Gnomedex 2009 - On First timers
I'm here at Gnomedex in Seattle. It's been a couple of years since I've attended, for a variety of reasons, but I love the participants and have made many great connections here over the years. I made the decision last minute and picked up an extra ticket from the Hop Studios. The experience - as always - has been great: thanks to @chrispirillo and the rest of the Gnomedex team.
I want to talk a bit something I've been thinking about for a while, which is "first timers". The thinking behind growing BarCamp Vancouver to ~300 participants last year was simple math. If we have about 50% new people every year, that means only 75 new people experiencing the unconference format and BarCamp experience. Growing it to 300, meant we double the "new experiences" we can enable every year.
But "new" is constantly shifting. At Northern Voice this year, the conference sold out in just a couple of weeks. And yet, when we informally polled the audience, they were again about 50% new people. Here at Gnomedex, the "show of hands" of new people seemed higher than 50%.
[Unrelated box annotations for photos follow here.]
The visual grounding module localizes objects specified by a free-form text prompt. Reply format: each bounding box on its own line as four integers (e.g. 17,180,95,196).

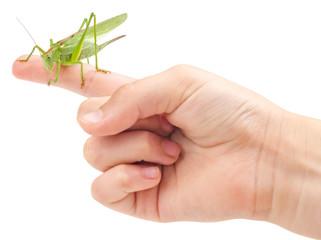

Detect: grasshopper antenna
16,17,37,45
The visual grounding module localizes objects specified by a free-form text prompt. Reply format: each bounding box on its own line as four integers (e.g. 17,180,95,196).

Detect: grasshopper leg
63,61,85,88
92,13,110,73
48,61,61,86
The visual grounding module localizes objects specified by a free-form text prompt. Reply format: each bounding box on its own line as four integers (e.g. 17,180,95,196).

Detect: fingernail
81,109,103,124
160,114,174,132
142,166,159,179
162,139,179,157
My hypothesis is that, in part, the adoption of new technologies, people discovering them, and connecting with other people using them, is what drives this shifting of new. With Northern Voice, it was the bomb of Twitter adoption in late 2008 - everyone "saw" people they knew through Twitter buying tickets. They felt a sense of blogging because they "knew" these people from Twitter, and so Northern Voice was the conference where they met a bunch of people from Twitter in real life.
Here at Gnomedex, @bre talked about his MakerBot. As part of it, he talked about his history. He did stuff on the Internet, but didn't really know anyone else. So in 2005 he came to his first Gnomedex and met the other people from the Internet.
In 2009, 4 years later, he's on stage presenting, telling us about @makerbot.
The Giant Ant Media team (go buy the Bongo Film album!) talked about something similar. 2 years ago, @jaygrandin didn't have a home computer, and he thought Hotmail was the best ever. Oh, and they used MySpace.
Whatever conference you're at, especially if you're there for the first time, think about that. The new is always shifting, and your challenge is to participate, and to chart your future so that in 4 years, you're up on stage.